Che tristezza nell’apprendere che i nostri concittadini eletti al parlamento dopo aver dibattuto tanto sullo “Ius soli”, per dare via libera alla cittadinanza dei "nuovi italiani" hanno rinviato il tutto a dopo l’Estate. Che poi lo “ius soli” concede la cittadinanza a persone che, secondo il testo già varato dalla Camera e all’esame del Senato, sono nate in Italia e qui stanno studiando, che parlano la nostra lingua, che hanno anche i nostri costumi e i cui genitori, residenti nel nostro Paese da tempo, non hanno commesso reati, qui lavorano e qui pagano contributi e tasse. E i nostri novelli soloni che cosa fanno? Rinviano il tutto a dopo la pausa estiva, dimostrando la loro inettidudine nell’affrontare il problema.

Forse il tutto è il risultato amaro della propaganda meschina e a tratti odiosa che nei mesi scorsi è stata scatenata sul piano politico e mediatico contro una normativa che concede la cittadinanza italiana a chi si sente già italiano ma si confondono questi futuri neo cittadini con le schiere di immigrati che sempre più numerosi vengono raccolti in mare, e che secondo qualcuno vengono raccolti anche sulla costra africana per andare ad ingrossare un traffico poco chiaro di chi ci guadagna su questi disperaati, sicuramente non loro. Forse la madre dei problemi non è lo ius soli o gli immigrati che arrivano sempre più numerosi con una Europa burocrate, che non serve, che fa finta di non vedere, ma il vero problema è il diritto al lavoro lo "Ius ad operandum", il lavoro oggi in Italia non deve essere un dono gentilmente concesso a pochi raccomandati ma un diritto per tutti.

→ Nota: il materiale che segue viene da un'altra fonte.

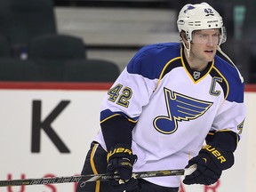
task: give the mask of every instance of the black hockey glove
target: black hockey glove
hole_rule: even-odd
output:
[[[131,148],[124,144],[116,145],[108,153],[107,172],[117,173],[121,178],[111,183],[116,191],[132,190],[138,187],[138,180],[132,177],[132,165],[136,160],[137,156],[132,154]]]
[[[234,156],[232,152],[206,145],[200,150],[198,156],[188,161],[186,168],[195,164],[197,164],[196,170],[186,176],[183,183],[211,185],[220,179],[223,170],[234,164]]]

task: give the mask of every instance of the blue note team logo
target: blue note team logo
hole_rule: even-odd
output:
[[[164,92],[168,116],[156,116],[153,124],[164,134],[176,132],[179,122],[194,120],[203,116],[212,105],[212,102],[191,98],[166,88]]]

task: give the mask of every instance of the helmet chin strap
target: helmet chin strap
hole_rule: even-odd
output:
[[[187,52],[187,56],[188,58],[189,58],[191,44],[190,44],[190,41],[188,41],[188,48],[187,48],[185,42],[182,40],[183,46]]]

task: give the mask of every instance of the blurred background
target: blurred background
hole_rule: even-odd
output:
[[[201,2],[1,0],[0,81],[113,82],[143,45],[178,42],[180,10]],[[255,84],[256,2],[204,2],[223,17],[222,50]]]

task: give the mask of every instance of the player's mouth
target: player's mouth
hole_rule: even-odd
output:
[[[213,50],[206,50],[206,51],[204,51],[204,52],[207,54],[213,54],[214,53]]]

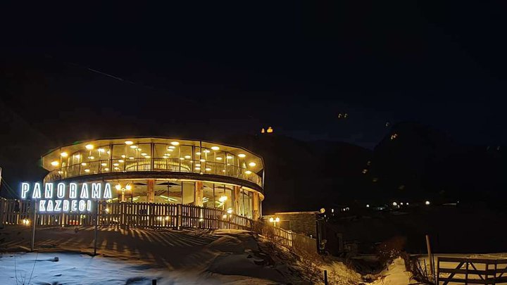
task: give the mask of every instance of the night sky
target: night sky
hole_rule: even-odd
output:
[[[406,120],[505,144],[506,5],[334,2],[4,7],[4,151],[267,126],[373,148]]]

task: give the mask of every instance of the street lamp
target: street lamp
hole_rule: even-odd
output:
[[[122,191],[121,201],[125,202],[125,190],[127,190],[127,191],[132,190],[132,186],[130,186],[130,184],[127,183],[127,185],[125,185],[125,186],[123,187],[121,186],[121,184],[120,184],[120,183],[118,183],[118,184],[116,184],[116,186],[115,186],[115,188],[116,188],[116,190]],[[131,196],[130,202],[132,202],[132,200],[133,200],[133,195]]]
[[[222,210],[225,210],[225,201],[227,201],[227,196],[223,196],[218,198],[218,201],[222,203]]]
[[[276,223],[280,222],[280,217],[276,217],[273,219],[273,217],[270,217],[270,222],[273,223],[273,227],[276,227]]]

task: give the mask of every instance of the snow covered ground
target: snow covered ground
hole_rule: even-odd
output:
[[[22,277],[27,282],[30,275],[30,283],[37,284],[151,284],[153,279],[158,284],[268,284],[292,280],[287,267],[265,262],[249,232],[106,228],[99,233],[99,255],[92,257],[93,233],[92,228],[40,229],[35,245],[39,252],[24,253],[16,251],[29,246],[27,228],[0,230],[1,249],[8,252],[0,258],[0,284],[21,284]]]
[[[101,229],[92,256],[92,227],[38,229],[35,253],[30,229],[0,229],[0,284],[306,284],[308,260],[273,248],[242,230]],[[55,258],[58,258],[57,259]],[[366,284],[361,274],[331,258],[319,263],[333,284]],[[416,284],[396,259],[372,285]],[[318,278],[314,284],[323,284]]]

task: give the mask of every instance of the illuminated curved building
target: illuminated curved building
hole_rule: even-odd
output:
[[[44,182],[108,182],[109,202],[188,204],[261,216],[263,162],[244,148],[158,137],[99,139],[42,156]]]

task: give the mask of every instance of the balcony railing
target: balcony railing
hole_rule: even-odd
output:
[[[160,171],[192,172],[227,176],[247,180],[262,186],[262,177],[256,173],[247,174],[248,170],[226,163],[177,158],[120,158],[96,160],[84,165],[75,164],[50,172],[44,182],[96,175],[100,173]]]

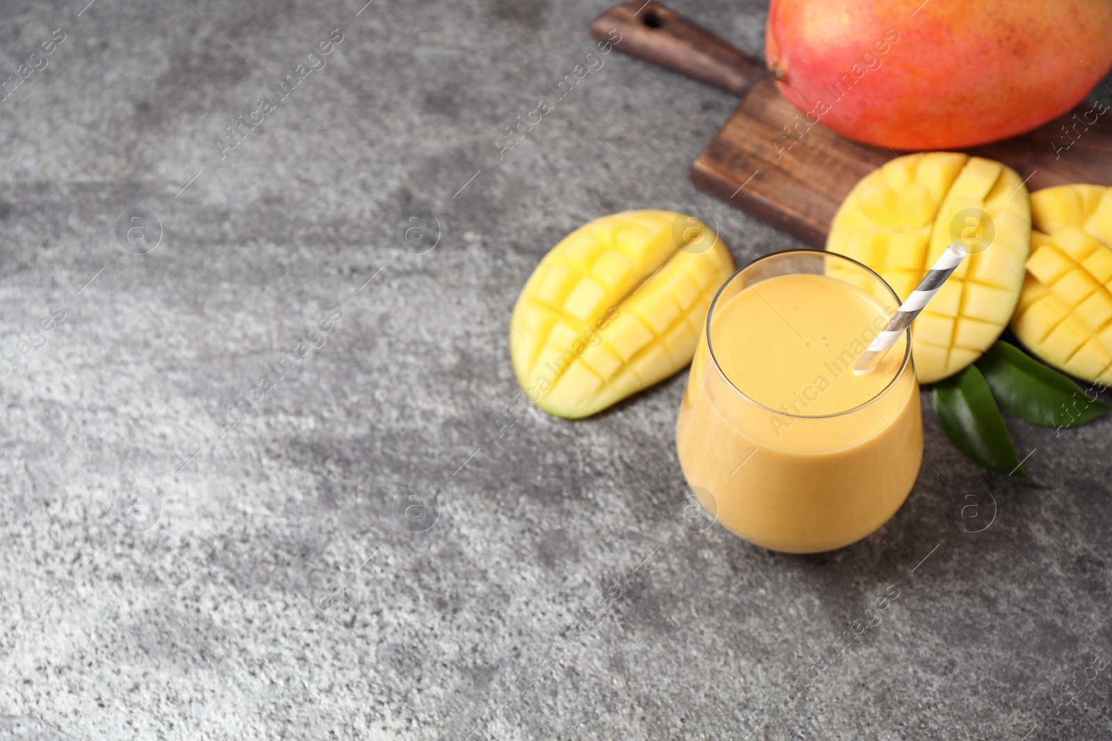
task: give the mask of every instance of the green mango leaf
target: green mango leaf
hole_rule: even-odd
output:
[[[1021,420],[1044,427],[1073,427],[1102,417],[1112,407],[1056,370],[1007,342],[996,342],[976,361],[992,395]],[[1101,384],[1103,387],[1103,384]],[[1090,399],[1089,393],[1092,393]]]
[[[931,400],[943,432],[965,458],[990,471],[1037,483],[1020,465],[1012,435],[976,366],[935,383]]]

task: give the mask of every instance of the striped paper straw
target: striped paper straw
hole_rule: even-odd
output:
[[[876,339],[865,350],[865,354],[857,359],[856,364],[853,367],[855,371],[858,373],[871,371],[876,363],[881,362],[884,353],[896,343],[896,340],[904,333],[904,330],[915,321],[919,312],[923,310],[927,301],[934,298],[934,294],[946,282],[950,274],[957,269],[957,266],[962,263],[966,254],[969,253],[961,244],[954,243],[946,248],[946,251],[926,271],[926,276],[915,287],[915,290],[911,292],[907,300],[900,304],[900,310],[888,321],[888,326],[884,328],[883,332],[876,336]]]

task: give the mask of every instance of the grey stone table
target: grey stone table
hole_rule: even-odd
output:
[[[735,101],[617,53],[558,98],[599,3],[364,2],[3,8],[0,739],[1112,735],[1112,420],[1013,423],[1040,490],[927,413],[834,553],[692,519],[684,378],[548,417],[506,318],[603,213],[794,246],[686,179]]]

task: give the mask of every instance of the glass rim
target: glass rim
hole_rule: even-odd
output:
[[[714,343],[711,341],[711,319],[714,317],[714,308],[718,304],[718,299],[722,298],[722,292],[726,290],[727,286],[729,286],[732,282],[734,282],[735,278],[737,278],[744,271],[748,270],[749,268],[752,268],[753,266],[757,264],[758,262],[763,262],[763,261],[768,260],[771,258],[783,257],[783,256],[786,256],[786,254],[814,254],[814,256],[821,256],[823,258],[835,257],[835,258],[838,258],[841,260],[845,260],[846,262],[851,262],[851,263],[857,266],[858,268],[863,269],[868,274],[873,276],[873,278],[875,278],[876,280],[878,280],[880,283],[881,283],[881,286],[883,286],[885,289],[887,289],[888,293],[892,294],[892,298],[895,300],[897,307],[902,303],[902,301],[900,301],[900,297],[896,294],[896,292],[894,290],[892,290],[892,287],[888,286],[888,282],[886,280],[884,280],[883,278],[881,278],[880,274],[876,273],[876,271],[874,271],[872,268],[870,268],[865,263],[863,263],[863,262],[861,262],[858,260],[854,260],[853,258],[846,257],[844,254],[840,254],[837,252],[831,252],[830,250],[816,250],[816,249],[781,250],[778,252],[770,252],[768,254],[762,254],[761,257],[751,260],[749,262],[745,263],[744,266],[742,266],[741,268],[738,268],[737,270],[735,270],[729,276],[729,278],[727,278],[722,283],[722,286],[718,287],[718,290],[715,292],[714,298],[711,299],[711,306],[706,310],[706,328],[705,328],[705,331],[706,331],[706,349],[707,349],[707,352],[711,356],[711,361],[714,363],[715,370],[718,371],[718,374],[722,375],[722,378],[726,381],[726,383],[729,384],[729,388],[733,389],[739,397],[742,397],[742,399],[744,399],[745,401],[749,402],[751,404],[753,404],[755,407],[759,407],[761,409],[767,410],[767,411],[772,412],[773,414],[778,414],[780,417],[792,417],[792,418],[795,418],[795,419],[830,419],[832,417],[842,417],[843,414],[851,414],[853,412],[860,411],[862,409],[865,409],[866,407],[872,405],[873,402],[875,402],[877,399],[880,399],[881,397],[883,397],[884,394],[886,394],[888,391],[892,390],[892,387],[895,385],[896,381],[898,381],[900,378],[904,374],[904,371],[907,369],[907,364],[912,362],[912,359],[911,359],[911,326],[910,324],[907,326],[906,329],[904,329],[904,337],[906,338],[906,342],[904,343],[904,357],[903,357],[903,361],[901,361],[900,369],[893,374],[892,380],[890,380],[884,385],[883,389],[881,389],[875,394],[873,394],[871,398],[868,398],[867,400],[861,402],[856,407],[854,407],[852,409],[846,409],[846,410],[841,411],[841,412],[833,412],[831,414],[793,414],[792,412],[785,412],[782,409],[772,409],[771,407],[765,407],[759,401],[757,401],[756,399],[753,399],[747,393],[745,393],[744,391],[742,391],[741,389],[738,389],[737,384],[734,383],[729,379],[729,377],[726,374],[726,371],[724,371],[722,369],[722,364],[718,363],[718,359],[714,354]],[[785,274],[791,274],[791,273],[785,273]],[[796,274],[803,274],[803,273],[796,273]],[[843,281],[843,282],[845,282],[845,281]],[[744,290],[744,289],[742,289],[742,290]],[[914,372],[914,364],[913,364],[912,372]]]

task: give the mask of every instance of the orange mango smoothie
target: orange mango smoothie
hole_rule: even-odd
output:
[[[872,371],[853,369],[897,303],[864,266],[810,250],[757,260],[722,288],[676,424],[684,475],[717,522],[813,553],[900,509],[923,451],[907,334]]]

Rendiamoci conto che futuro lasciamo ai nostri figli e nipoti, oggigiorno quanti giovani oggi sono vittime della disoccupazione! Quanti di loro hanno ormai smesso di cercare lavoro, rassegnati a continui rifiuti o all'indifferenza di una società che premia i soliti privilegiati e impedisce a chi merita di affermarsi. Ritengo che ogni italiano che lavora o che cerca lavoro ha il sacrosanto diritto di vedere tutelata la sua dignità, e in particolare i giovani devono poter coltivare la fiducia che i loro sforzi, il loro entusiasmo, l'investimento delle loro energie e delle loro risorse non saranno inutili. Altrimenti cambiamo l’articolo della Costituzione che afferma che siamo una Repubblica fondata sul lavoro!

Se risolviamo il problema del lavoro, dando lavoro agli italiani gli altri ostacoli si ridimensionaranno e si favorà l’integrazione perché nessun essere umano si inizia a riconoscere in una comunità o in un luogo diverso da quello in cui si è formato o ha vissuto senza che nel nuovo luogo nasca un’amicizia o una forma di fratellanza. Solo chi non ha letto nulla dei grandi filosofi o poeti sottostima la forza della parola amicizia, o sorride se la si usa a proposito di questioni sociali. Ma è l’amicizia leggendo Platone, Cicerone Dante, la forma d’amore più alta. E dunque la forza più imponente di cui disponiamo in Italia, ed invece, ci affidiamo alla fredda burocrazia e a qualche buon sentimento a costo zero. (blog di Giorgio Cortese).